Welcome to the ramblings of my mind. (For now, these ones revolve mostly around film.)

Bad Education (La mala educación)

Tuesday, July 10th, 2007 9:16 pm—Film

Bad Education (Spain 2004, Drama/Thriller), Writer/Director: Pedro Almodóvar

Bad Education is the second Almodóvar film I’ve seen (I rented All About My Mother several years ago), but I’ve heard so much about the writer/director lately that I feel as though I’ve seen more. I’ll have to make that happen.

This post is at BD’s request, as I’m getting the feeling will be the case with many upcoming posts. Although if anyone else is out there reading my blog, please feel free to submit film requests of your own.

From the opening credits, you get the idea that things in Bad Education will not be as they seem. I honestly can’t remember the opening credits from All About My Mother, but the stylized and sinister title sequence wasn’t what I was expecting from the opening of a sensitive Pedro Almodóvar film. The rapidly changing graphics accompanied by jarring music reminded me of the opening credits for a modern-day Hitchcock movie or jazzed-up film noir.

This is, in a way, an apt description of Bad Education. It’s a dark labyrinth of a thriller that catches you off guard more than once. Almodóvar reportedly spent over a decade building the story structure, which, as a fledgling filmmaker, makes me feel better; the story is so clever and complicated, the characters so richly developed, that it’s comforting to know Bad Education isn’t one of those scripts that was whipped up in a matter of days (like, say, Rocky).

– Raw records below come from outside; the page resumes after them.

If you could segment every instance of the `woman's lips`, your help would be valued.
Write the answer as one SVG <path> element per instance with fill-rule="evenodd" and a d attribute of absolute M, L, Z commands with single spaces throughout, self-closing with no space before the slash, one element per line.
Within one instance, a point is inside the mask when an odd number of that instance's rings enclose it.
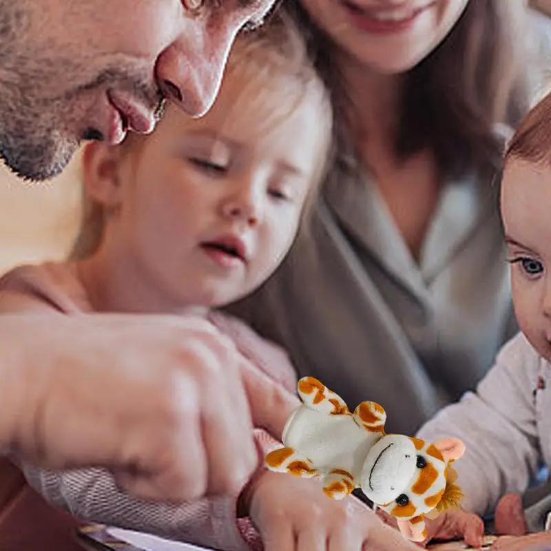
<path fill-rule="evenodd" d="M 375 9 L 364 8 L 349 0 L 342 0 L 357 27 L 368 32 L 391 34 L 406 30 L 417 17 L 433 3 L 419 8 Z"/>

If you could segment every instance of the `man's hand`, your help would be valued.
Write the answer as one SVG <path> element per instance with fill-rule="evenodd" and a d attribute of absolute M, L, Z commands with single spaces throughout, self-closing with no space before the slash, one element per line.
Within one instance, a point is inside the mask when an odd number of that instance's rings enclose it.
<path fill-rule="evenodd" d="M 355 497 L 328 497 L 318 480 L 266 471 L 256 479 L 250 495 L 249 514 L 266 551 L 418 548 Z"/>
<path fill-rule="evenodd" d="M 245 385 L 259 383 L 203 320 L 4 315 L 0 350 L 0 448 L 37 466 L 104 466 L 169 501 L 236 494 L 257 466 Z M 268 391 L 277 432 L 295 399 Z"/>
<path fill-rule="evenodd" d="M 528 532 L 522 498 L 518 494 L 507 494 L 499 500 L 495 508 L 494 526 L 497 534 L 523 536 Z"/>

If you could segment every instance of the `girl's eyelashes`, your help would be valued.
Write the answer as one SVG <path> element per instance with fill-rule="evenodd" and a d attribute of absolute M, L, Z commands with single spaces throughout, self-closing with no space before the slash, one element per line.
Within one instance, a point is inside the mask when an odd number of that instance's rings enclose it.
<path fill-rule="evenodd" d="M 197 168 L 216 176 L 223 176 L 227 172 L 228 167 L 225 165 L 219 165 L 208 159 L 199 157 L 190 157 L 189 162 Z"/>
<path fill-rule="evenodd" d="M 517 256 L 514 258 L 508 259 L 510 264 L 518 264 L 522 268 L 522 271 L 530 277 L 539 276 L 544 271 L 543 263 L 534 258 L 528 256 Z"/>
<path fill-rule="evenodd" d="M 269 189 L 268 193 L 278 201 L 290 201 L 291 198 L 281 189 Z"/>

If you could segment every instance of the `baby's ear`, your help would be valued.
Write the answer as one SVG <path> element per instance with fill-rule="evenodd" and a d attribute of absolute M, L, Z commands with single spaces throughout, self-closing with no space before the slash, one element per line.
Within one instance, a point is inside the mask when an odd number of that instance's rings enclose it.
<path fill-rule="evenodd" d="M 459 459 L 465 453 L 465 444 L 459 438 L 442 438 L 435 442 L 435 447 L 446 461 Z"/>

Ignacio (Gael García Bernal), an actor looking for work, brings a script (called The Visit) to his long-lost love and former classmate Enrique, now a film director. The script is part fact, based on their formative years at the all-boys Catholic school where they fell in love, and were sexually abused by Father Manolo; and part fiction, detailing Ignacio’s imagining of his future encounters with Enrique. Bad Education cuts between present day, the boys’ time at school, and The Visit, the film within the film, which Ignacio and Enrique eventually begin shooting. The Visit stars Ignacio, or Ángel as he is now known, as transgender Zahara, which further complicates matters and adds to the film’s complex fabric of interwoven lives—and lies.

More than anything else, Bad Education is about self-deception and unfulfilled love—desperate people using desperate means to fill a void that can’t possibly be filled. It reminds me of a line from Sheryl Crow’s Strong Enough: “Lie to me, I promise I’ll believe.”

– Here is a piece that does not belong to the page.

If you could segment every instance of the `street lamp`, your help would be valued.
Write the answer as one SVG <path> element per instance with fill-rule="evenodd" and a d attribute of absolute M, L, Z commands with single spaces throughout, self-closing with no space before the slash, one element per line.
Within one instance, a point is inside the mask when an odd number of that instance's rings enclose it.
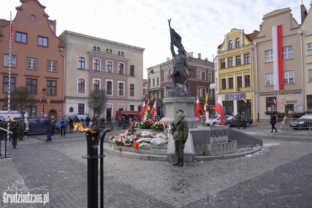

Except for the love Ignacio and Enrique share as young boys, every relationship in Bad Education is destructive and one-sided: Father Manolo and his sick obsession with Ignacio, and later, with Ingacio’s brother, Juan; an older Enrique trying to recapture what he and Ignacio had in their youth. There are many more examples, but it’s hard to go into detail without giving away too much about the plot. Suffice it to say that the story and its characters continuously pile one lie on top of another: they lie to each other, to themselves, and to the viewer.

Bad Education is very moving. It has slow, reflective moments and incredibly beautiful, passionate ones. Those that feature Zahara’s scenes from The Visit are especially touching. Bernal is an extraordinary actor with astonishing depth and range (not to mention almost unbelievable beauty). He gives himself completely to a role that ends up being even more multi-faceted than you realize at the beginning of the film.

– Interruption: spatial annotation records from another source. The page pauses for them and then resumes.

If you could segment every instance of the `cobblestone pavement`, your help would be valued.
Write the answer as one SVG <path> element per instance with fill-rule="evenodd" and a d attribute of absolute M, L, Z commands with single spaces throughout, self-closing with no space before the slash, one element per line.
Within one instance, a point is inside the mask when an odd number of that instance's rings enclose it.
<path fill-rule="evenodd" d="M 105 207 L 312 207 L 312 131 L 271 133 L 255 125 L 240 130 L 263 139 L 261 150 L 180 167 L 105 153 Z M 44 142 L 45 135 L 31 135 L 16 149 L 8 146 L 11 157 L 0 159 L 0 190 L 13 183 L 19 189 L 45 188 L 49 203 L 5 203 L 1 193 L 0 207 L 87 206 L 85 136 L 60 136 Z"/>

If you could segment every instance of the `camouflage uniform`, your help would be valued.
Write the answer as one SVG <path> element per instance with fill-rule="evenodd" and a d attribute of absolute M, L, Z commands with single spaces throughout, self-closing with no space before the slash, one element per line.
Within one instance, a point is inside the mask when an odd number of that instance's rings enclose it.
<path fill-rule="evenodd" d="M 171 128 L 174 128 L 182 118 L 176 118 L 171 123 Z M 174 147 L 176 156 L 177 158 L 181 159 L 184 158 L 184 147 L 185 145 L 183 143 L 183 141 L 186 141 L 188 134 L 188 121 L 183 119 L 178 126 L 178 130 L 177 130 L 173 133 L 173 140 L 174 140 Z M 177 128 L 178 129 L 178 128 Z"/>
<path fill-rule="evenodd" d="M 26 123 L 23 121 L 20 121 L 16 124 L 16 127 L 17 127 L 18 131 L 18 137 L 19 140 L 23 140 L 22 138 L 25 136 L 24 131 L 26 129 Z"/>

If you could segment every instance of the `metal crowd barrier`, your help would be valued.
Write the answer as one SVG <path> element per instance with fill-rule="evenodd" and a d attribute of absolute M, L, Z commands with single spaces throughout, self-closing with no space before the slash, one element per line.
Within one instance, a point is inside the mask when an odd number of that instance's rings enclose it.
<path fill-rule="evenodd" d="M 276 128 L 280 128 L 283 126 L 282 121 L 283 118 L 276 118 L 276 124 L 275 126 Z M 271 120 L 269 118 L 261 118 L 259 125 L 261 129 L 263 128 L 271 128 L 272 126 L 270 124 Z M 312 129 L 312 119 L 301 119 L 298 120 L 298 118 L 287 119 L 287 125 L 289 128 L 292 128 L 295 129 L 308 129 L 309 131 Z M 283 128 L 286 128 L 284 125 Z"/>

Surprisingly, I didn’t find the scenes with Father Manolo and the young Ignacio as upsetting as I expected. What was more disturbing, and sad, is the impact that Father Manolo’s abuse has on the boys throughout their lives. It creates in them a disconnect that plays a big part in their inability to find happiness as adults, and sends them chasing after destructive, sometimes dangerous fantasies.

The film ends with Enrique finally learning the truth about the lies around him. As he shuts the door on the deception that has informed his life, closing text tells us what becomes of some of the film’s main characters. Enrique, we learn, “is still making films with the same passion.” With all Bad Education’s interplay between life and art, it makes you wonder how much of the film is autobiographical, especially when you consider that, as a child, Almodóvar was sent away to study at a religious boarding school. And, like Ignacio and Enrique, Almodóvar survived by escaping into the world of movies. In his words, “Cinema became my real education, much more than the one I received from the priest.”

Bad Education is a brilliant, poignant film with exceptional writing, directing and acting. I recommend it—and, by extension, any of Almodóvar’s films—to anyone who appreciates fine filmmaking. That said, it isn’t for everyone. It’s upsetting and features several explicit sex scenes (it’s hard to call them love scenes, given the selfish nature of most, if not all, of them). If this sort of thing bothers you, I recommend trying to find the theatrical release instead of the uncut NC-17 version I saw.

If you’re homophobic, I highly recommend you see this film. If you open yourself up to it and let the characters in, maybe you’ll realize that, of all the terrible things people do to each other, loving someone isn’t one of them.